La risposta è un po’ nelle parole che seguono: sono lo statuto, il programma di vita dei discepoli. Di quelli che vogliono, che scelgono liberamente di essere discepoli. Rinnegare se stessi, prendere la croce e seguirlo sono le prime e più radicali esigenze. E poi  Gesù parla di perdere o salvare la vita, di darle un prezzo o di guadagnare qualcosa… Ci porta dritto dritto dentro alla nostra coscienza, nella considerazione più intima che noi abbiamo di noi stessi e del senso della nostra realizzazione. Ci costringe a ripensare ad alcune parole chiave, che possono risuonare in noi con un senso opposto a quello che Lui pensa.

Che cos’è la vita per me?

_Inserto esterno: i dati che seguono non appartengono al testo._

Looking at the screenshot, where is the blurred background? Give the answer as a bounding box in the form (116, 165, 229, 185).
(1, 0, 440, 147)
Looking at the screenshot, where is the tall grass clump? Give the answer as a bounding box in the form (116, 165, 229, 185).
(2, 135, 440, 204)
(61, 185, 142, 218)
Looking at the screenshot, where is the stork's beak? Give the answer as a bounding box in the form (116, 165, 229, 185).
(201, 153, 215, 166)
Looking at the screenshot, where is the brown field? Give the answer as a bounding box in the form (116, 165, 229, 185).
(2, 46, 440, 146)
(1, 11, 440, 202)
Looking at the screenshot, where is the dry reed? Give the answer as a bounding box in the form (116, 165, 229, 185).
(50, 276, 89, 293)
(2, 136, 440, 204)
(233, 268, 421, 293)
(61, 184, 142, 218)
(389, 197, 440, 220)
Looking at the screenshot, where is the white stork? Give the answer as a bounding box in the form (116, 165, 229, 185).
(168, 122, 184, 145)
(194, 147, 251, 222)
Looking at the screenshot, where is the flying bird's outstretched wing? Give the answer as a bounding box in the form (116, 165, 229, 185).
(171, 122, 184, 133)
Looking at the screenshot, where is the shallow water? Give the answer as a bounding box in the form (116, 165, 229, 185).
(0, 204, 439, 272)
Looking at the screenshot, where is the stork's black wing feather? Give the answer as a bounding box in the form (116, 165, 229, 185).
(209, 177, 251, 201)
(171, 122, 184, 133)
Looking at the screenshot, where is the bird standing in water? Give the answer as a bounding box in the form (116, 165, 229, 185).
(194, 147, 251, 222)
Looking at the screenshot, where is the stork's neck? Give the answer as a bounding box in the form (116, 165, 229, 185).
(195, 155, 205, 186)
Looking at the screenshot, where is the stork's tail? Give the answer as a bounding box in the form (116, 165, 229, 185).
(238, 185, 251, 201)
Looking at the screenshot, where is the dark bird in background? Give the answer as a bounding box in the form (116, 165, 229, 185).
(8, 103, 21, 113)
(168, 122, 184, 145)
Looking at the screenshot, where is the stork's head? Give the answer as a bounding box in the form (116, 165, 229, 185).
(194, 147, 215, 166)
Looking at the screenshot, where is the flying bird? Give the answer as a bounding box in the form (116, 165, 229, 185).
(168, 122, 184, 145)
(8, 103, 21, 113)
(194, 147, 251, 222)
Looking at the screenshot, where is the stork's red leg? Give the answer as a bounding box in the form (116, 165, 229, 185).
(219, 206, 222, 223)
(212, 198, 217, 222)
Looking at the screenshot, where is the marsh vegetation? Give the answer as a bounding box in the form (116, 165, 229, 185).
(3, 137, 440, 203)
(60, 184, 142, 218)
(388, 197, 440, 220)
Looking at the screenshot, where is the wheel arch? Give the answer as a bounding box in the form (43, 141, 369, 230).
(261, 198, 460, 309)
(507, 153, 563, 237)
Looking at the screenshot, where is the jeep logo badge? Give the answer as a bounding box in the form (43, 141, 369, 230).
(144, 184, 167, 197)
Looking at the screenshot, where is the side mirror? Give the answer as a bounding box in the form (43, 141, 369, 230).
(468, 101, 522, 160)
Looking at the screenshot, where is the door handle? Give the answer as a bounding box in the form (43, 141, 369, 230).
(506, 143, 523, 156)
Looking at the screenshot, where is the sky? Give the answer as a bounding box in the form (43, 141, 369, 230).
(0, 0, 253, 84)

Che cos’è la salvezza? Che cosa sto cercando di guadagnare? Che cosa penso mi dia una felicità vera? Per che cosa mi sto affannando? L’alternativa è chiara, per Gesù. Sono fuori strada se credo di essere io al centro del mondo, di farcela da solo, di poter decidere per conto mio della mia vita. Sono fuori strada se credo che la salvezza sia solo la salute, la stabilità economica, il successo. Se credo che la croce sia solo un maledetto incidente di percorso e che la morte… sia qualcosa a cui non pensare. Se credo che la mia esistenza coincida con il mio nascere e il mio morire qui sulla terra e che l’aldilà sia solo un consolatorio rifugio per i bigotti o comunque una cosa a cui pensare ‘solo quando sarà ora’. Di fatto, potremmo pensare e vivere così, nonostante ci dichiariamo cristiani: se così fosse, essere discepoli per noi sarebbe solo avere addosso una verniciatina, ma non toccherebbe in profondità il nostro cuore e la nostra vita. C’è da chiedersi se la debolezza del cristianesimo occidentale non dipenda da questa mancanza di profondità…

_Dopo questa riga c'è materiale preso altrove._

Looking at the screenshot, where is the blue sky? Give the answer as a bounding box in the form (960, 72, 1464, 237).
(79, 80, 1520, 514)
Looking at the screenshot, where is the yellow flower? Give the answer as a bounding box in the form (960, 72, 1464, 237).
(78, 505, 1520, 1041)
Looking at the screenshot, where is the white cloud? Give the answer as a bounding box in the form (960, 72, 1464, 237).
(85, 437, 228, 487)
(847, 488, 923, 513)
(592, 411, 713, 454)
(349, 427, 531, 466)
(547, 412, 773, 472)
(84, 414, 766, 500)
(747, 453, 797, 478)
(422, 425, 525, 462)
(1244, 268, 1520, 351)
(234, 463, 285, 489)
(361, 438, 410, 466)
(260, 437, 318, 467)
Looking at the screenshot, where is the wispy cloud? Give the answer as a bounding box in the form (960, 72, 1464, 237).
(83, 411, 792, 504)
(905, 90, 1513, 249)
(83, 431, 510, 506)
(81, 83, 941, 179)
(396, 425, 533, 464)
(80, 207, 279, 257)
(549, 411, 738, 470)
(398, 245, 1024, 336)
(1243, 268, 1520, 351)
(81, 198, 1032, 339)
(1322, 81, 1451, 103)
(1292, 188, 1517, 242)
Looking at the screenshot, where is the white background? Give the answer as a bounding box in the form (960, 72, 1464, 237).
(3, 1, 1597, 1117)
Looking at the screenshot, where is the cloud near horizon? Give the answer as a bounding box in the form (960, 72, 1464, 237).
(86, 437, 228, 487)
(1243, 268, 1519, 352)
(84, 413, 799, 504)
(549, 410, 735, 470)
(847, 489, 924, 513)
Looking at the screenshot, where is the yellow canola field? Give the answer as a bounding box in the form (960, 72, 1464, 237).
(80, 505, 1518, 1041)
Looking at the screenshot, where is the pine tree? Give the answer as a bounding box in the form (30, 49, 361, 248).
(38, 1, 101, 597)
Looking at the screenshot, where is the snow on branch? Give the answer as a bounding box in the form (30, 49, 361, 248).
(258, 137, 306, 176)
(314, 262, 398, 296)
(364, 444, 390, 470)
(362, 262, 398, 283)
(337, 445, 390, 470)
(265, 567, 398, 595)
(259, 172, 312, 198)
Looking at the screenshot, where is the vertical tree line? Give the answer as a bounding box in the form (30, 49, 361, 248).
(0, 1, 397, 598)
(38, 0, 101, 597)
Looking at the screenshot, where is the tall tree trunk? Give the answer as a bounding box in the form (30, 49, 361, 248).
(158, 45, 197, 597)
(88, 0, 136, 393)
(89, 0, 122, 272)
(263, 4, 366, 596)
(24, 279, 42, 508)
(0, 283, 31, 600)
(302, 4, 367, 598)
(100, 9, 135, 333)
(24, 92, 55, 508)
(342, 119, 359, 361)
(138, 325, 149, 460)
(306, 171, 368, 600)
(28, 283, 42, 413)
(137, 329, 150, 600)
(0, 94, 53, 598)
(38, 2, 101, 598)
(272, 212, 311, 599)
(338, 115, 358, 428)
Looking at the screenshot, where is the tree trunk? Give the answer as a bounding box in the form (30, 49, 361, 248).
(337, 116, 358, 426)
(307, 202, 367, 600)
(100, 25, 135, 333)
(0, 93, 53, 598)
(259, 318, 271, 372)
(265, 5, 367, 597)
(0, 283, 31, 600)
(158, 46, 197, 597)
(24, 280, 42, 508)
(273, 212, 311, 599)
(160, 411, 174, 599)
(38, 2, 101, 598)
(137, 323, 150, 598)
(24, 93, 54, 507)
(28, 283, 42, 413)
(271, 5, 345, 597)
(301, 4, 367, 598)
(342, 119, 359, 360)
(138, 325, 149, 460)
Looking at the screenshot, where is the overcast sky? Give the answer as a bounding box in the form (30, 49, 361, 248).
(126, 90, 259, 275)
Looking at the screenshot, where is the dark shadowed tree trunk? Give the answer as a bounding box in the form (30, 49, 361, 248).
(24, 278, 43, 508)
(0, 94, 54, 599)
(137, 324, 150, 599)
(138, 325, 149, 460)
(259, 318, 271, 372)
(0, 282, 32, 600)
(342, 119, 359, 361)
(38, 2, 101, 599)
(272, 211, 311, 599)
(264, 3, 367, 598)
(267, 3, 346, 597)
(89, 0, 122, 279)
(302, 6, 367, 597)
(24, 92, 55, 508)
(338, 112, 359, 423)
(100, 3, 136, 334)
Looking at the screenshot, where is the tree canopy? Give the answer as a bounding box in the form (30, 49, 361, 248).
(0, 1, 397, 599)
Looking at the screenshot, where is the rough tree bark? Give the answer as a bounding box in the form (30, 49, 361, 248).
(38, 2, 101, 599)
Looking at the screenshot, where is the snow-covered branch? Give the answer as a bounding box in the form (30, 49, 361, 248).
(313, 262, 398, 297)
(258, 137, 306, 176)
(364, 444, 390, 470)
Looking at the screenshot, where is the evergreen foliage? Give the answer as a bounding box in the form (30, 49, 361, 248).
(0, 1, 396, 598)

Per Gesù, invece, per essere salvi e vivere una vita autentica e costruire perciò una comunità umana vera, bisogna rinnegare il maledetto orgoglio che ci frega perché non parte dalla verità che siamo figli del Padre che è nei cieli e fratelli tra noi. Bisogna perdere la vita donandola quotidianamente e integralmente agli altri, lavorando per il bene degli altri, per la pace, per la giustizia. Bisogna imparare ad amare (e seguendo Lui questo è possibile) anche quando si è inchiodati su una croce. Bisogna guardare alla morte come ad una soglia e all’aldilà come al compimento vero di quello che stiamo vivendo adesso. Bisogna insomma dare ad ogni parola e ad ogni gesto quotidiano un sapore di vita definitiva, di vita eterna, che consiste nella comunione con il Padre. San Paolo, che aveva capito bene  ci indica la via (nella seconda lettura di oggi): «Non conformatevi a questo mondo, ma lasciatevi trasformare rinnovando il vostro modo di pensare, per poter discernere la volontà di Dio, ciò che è buono, a lui gradito e perfetto» (Rm 12,2).

Sant’Agostino aveva capito bene anche lui. Proprio lunedì scorso, il vescovo Gian Carlo ci ha ricordato queste parole del nostro patrono: «L’amore di sé portato fino al disprezzo di Dio genera la città terrena; l’amore di Dio portato fino al disprezzo di sé genera la città celeste. Quella aspira alla gloria degli uomini, questa mette al di sopra di tutto la gloria di Dio. […] I cittadini della città terrena son dominati da una stolta cupidigia di predominio che li induce a soggiogare gli altri; i cittadini della città celeste si offrono l’uno all’altro in servizio con spirito di carità e rispettano docilmente i doveri della disciplina sociale». (La città di Dio, XIV, 28).